Texte par Éric Troncy,
Illustration par Soufiane Ababri.

Faire léviter un homme le temps d’une performance
“Je suis une sculpture”, s’était écrié en anglais l’homme qui, dans une galerie parisienne, le 29 novembre 1960, était en état de lévitation au-dessus du sol. Ce jour-là en effet, à la galerie Iris Clert, l’artiste grec Takis (1925-2019) parvenait, grâce à l’organisation de champs magnétiques par d’imposants aimants, à faire brièvement léviter son ami le poète sud-africain Sinclair Beiles. Flottant dans les airs (avant de retomber lourdement sur le sol), celui-ci déclama son poème Magnetic Manifesto : “Je suis une sculpture… Il y en a d’autres sculptures comme moi. La principale différence est qu’elles ne peuvent pas parler… Je voudrais voir toutes les bombes nucléaires sur la terre transformées en sculptures…”.
La performance est intitulée L’impossible – un homme dans l’espace. Elle eut lieu un mois après que Yves Klein eut réalisé son Saut dans le vide (le 23 octobre 1960) et cinq mois avant que Youri Gagarine ait été le premier être humain à voyager dans l’espace.
Takis, ce “gai laboureur des champs magnétiques”
Né à Athènes en 1925, Panayiotis Vassilakis – dit Takis – était arrivé à Paris au milieu des années 1950. Pionnier de l’art cinétique, il s’était distingué par son exploration des possibilités offertes par l’énergie des champs magnétiques pour ses sculptures télémagnétiques : il fut qualifié par Marcel Duchamp de “gai laboureur des champs magnétiques”. Il avait, durant les années 1960, imaginé des “peintures télépathiques”, dans lesquelles des aimants, dissimulés sur leur verso, attiraient sur leur recto toutes sortes de choses métalliques.
“La mythologie existe, puisque j’y vis : elle est ma nature, ma culture, mon atmosphère et mon atelier… C’est ainsi que pourrait parler Takis, le dernier des grands aèdes grecs.

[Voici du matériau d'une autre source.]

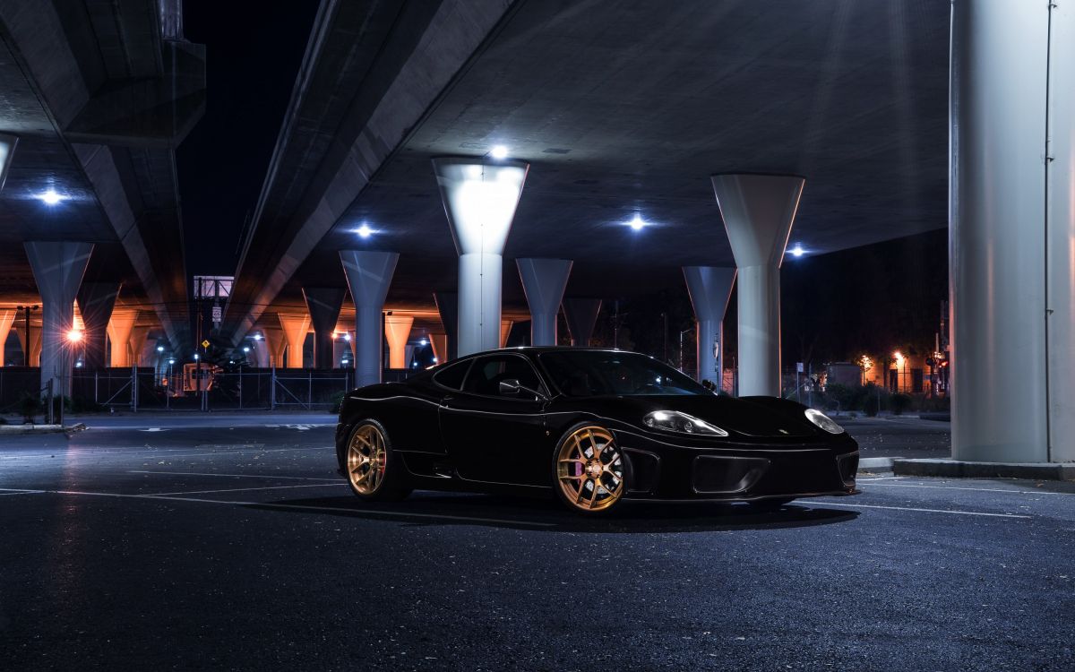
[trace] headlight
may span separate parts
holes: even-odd
[[[705,420],[700,420],[693,415],[679,413],[678,411],[654,411],[642,420],[646,427],[653,429],[663,429],[682,434],[699,434],[704,437],[727,437],[728,432],[710,425]]]
[[[806,409],[806,419],[814,423],[830,434],[842,434],[844,428],[836,424],[834,419],[814,409]]]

Il vit son art comme un personnage de légende vit son propre destin. Il est à la fois Dédale et Orphée, architecte-ingénieur et poète-musicien… Toute l’œuvre de Takis est centrée sur l’imagination de l’espace, sa musique et son infini. L’homme échappe à la gravité par la toute-puissance de l’art, qui est autant amour que science… Le voilà bien, l’éternel Takis, le génie illimité”, écrivit à son sujet le critique d’art Pierre Restany en mai 1983.
En 1974, revenu à Paris après quelques années à l’étranger, Takis commença à créer ses sculptures érotiques. “La force d’attraction est le dénominateur commun du magnétisme et de l’érotisme”, dit-il alors.